Signed-off-by: Rafal Krypa <r.krypa@samsung.com>
diff --git a/Documentation/security/Smack.txt b/Documentation/security/Smack.txt
index abc82f8..de5e1ae 100644
--- a/Documentation/security/Smack.txt
+++ b/Documentation/security/Smack.txt
@@ -206,11 +206,11 @@
label. The format accepted on write is:
"%d.%d.%d.%d label" or "%d.%d.%d.%d/%d label".
onlycap
- This contains the label processes must have for CAP_MAC_ADMIN
+ This contains labels processes must have for CAP_MAC_ADMIN
and CAP_MAC_OVERRIDE to be effective.

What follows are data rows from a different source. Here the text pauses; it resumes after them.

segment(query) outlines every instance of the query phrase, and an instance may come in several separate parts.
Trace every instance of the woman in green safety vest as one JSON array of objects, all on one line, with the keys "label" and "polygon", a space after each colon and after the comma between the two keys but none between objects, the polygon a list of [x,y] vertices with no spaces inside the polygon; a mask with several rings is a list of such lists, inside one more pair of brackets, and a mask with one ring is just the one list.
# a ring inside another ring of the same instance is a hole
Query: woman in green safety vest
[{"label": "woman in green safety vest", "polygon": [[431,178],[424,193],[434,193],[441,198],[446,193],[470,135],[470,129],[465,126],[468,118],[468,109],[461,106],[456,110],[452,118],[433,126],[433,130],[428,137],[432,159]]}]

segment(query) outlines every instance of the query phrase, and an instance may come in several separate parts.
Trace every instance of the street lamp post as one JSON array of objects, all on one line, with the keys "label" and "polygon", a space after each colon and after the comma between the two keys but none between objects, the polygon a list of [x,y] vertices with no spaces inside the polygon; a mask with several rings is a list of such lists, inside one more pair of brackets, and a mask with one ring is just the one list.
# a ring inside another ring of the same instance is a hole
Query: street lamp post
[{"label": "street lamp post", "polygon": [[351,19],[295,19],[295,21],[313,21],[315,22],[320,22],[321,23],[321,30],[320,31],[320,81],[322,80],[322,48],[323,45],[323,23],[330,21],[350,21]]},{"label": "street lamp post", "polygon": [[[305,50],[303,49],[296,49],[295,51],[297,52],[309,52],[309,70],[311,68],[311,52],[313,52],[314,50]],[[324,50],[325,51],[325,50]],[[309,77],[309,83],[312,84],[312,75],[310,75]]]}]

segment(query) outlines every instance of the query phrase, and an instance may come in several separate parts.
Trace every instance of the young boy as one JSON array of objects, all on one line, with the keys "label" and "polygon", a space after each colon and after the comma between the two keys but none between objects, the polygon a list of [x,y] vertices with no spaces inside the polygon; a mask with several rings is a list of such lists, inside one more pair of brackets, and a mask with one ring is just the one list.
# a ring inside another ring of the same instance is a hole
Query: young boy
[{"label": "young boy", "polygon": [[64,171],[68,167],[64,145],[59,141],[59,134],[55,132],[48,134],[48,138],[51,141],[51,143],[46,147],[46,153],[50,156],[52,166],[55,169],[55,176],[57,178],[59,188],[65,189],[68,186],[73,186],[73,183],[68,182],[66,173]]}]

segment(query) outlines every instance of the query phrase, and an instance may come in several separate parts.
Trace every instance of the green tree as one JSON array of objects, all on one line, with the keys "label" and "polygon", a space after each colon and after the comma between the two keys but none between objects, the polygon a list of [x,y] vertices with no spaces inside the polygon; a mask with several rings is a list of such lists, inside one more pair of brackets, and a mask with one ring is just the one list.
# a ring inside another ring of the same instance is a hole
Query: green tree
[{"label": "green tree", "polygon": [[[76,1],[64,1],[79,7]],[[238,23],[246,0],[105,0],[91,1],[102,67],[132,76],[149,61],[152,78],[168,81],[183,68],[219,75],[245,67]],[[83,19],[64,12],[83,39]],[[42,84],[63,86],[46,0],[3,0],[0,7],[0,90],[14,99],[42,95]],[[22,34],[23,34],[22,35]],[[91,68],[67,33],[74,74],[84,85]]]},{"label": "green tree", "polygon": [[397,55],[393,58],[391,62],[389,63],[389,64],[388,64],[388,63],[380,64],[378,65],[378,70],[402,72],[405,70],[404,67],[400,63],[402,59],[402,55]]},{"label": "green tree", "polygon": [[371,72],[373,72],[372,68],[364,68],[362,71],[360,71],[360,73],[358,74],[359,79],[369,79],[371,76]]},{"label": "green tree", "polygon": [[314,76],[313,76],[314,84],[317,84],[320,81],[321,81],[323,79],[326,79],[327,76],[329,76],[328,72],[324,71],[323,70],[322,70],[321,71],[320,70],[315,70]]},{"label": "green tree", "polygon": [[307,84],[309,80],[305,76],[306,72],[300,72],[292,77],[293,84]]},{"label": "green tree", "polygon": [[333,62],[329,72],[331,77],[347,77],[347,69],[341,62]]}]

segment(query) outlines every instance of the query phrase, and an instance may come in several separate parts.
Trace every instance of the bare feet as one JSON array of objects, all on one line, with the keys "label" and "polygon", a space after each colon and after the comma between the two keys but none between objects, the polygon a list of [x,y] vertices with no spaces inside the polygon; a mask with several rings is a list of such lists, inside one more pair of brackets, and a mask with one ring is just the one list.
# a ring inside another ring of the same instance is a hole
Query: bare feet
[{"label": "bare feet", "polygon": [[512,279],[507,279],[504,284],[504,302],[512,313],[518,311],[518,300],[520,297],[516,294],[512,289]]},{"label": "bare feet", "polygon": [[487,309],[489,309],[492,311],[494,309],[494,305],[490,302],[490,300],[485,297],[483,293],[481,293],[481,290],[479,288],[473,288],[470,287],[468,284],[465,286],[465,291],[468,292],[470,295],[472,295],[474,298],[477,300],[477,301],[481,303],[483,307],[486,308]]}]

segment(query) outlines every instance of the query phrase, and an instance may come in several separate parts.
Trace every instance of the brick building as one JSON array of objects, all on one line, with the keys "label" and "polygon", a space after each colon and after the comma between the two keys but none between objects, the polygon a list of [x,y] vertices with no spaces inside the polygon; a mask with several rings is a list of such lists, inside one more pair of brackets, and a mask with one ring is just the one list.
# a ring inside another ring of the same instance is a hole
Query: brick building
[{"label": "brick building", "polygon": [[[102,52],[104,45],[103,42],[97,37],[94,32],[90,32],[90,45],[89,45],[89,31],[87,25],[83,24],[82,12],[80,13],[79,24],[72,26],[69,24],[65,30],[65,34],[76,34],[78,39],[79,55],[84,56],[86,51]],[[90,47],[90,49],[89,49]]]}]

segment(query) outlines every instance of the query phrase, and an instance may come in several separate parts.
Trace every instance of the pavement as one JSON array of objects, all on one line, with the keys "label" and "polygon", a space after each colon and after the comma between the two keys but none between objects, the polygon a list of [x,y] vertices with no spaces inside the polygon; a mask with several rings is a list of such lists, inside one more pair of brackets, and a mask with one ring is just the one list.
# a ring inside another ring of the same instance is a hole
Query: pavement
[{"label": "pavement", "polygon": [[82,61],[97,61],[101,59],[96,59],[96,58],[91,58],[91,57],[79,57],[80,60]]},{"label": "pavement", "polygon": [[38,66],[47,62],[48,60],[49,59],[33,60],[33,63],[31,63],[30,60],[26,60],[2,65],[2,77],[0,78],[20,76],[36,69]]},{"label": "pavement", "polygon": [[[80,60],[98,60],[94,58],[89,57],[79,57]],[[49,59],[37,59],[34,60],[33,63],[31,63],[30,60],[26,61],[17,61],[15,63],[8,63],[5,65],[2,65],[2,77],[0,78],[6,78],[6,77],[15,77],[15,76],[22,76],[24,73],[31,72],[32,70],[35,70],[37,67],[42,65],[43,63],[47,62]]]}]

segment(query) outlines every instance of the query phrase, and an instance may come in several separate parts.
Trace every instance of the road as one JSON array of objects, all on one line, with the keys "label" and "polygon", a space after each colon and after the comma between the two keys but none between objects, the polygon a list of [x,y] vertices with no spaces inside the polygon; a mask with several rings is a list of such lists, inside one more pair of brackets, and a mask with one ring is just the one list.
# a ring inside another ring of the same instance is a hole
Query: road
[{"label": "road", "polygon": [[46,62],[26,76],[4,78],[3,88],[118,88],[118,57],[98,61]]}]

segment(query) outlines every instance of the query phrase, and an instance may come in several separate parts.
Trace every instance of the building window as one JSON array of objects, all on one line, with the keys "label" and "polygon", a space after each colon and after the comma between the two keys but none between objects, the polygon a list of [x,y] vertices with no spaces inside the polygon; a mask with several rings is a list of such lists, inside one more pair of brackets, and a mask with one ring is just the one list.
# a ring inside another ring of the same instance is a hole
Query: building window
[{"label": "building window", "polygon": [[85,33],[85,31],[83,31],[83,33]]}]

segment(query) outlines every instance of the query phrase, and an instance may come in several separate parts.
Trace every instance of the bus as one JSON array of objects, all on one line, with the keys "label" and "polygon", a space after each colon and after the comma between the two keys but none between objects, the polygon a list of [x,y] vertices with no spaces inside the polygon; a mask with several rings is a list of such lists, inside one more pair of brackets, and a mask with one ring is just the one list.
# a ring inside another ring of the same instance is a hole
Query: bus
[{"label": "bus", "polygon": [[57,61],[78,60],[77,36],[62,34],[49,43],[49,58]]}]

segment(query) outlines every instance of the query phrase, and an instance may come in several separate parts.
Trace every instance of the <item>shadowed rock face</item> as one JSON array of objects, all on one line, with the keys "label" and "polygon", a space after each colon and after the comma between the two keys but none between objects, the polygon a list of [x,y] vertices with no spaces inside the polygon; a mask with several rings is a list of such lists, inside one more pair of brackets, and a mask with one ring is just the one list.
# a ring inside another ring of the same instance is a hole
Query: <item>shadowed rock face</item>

If this file is empty
these capabilities are effective at for processes with any
- label. The value is set by writing the desired label to the
- file or cleared by writing "-" to the file.
+ label. The values are set by writing the desired labels, separated
+ by spaces, to the file or cleared by writing "-" to the file.
ptrace
This is used to define the current ptrace policy
0 - default: this is the policy that relies on Smack access rules.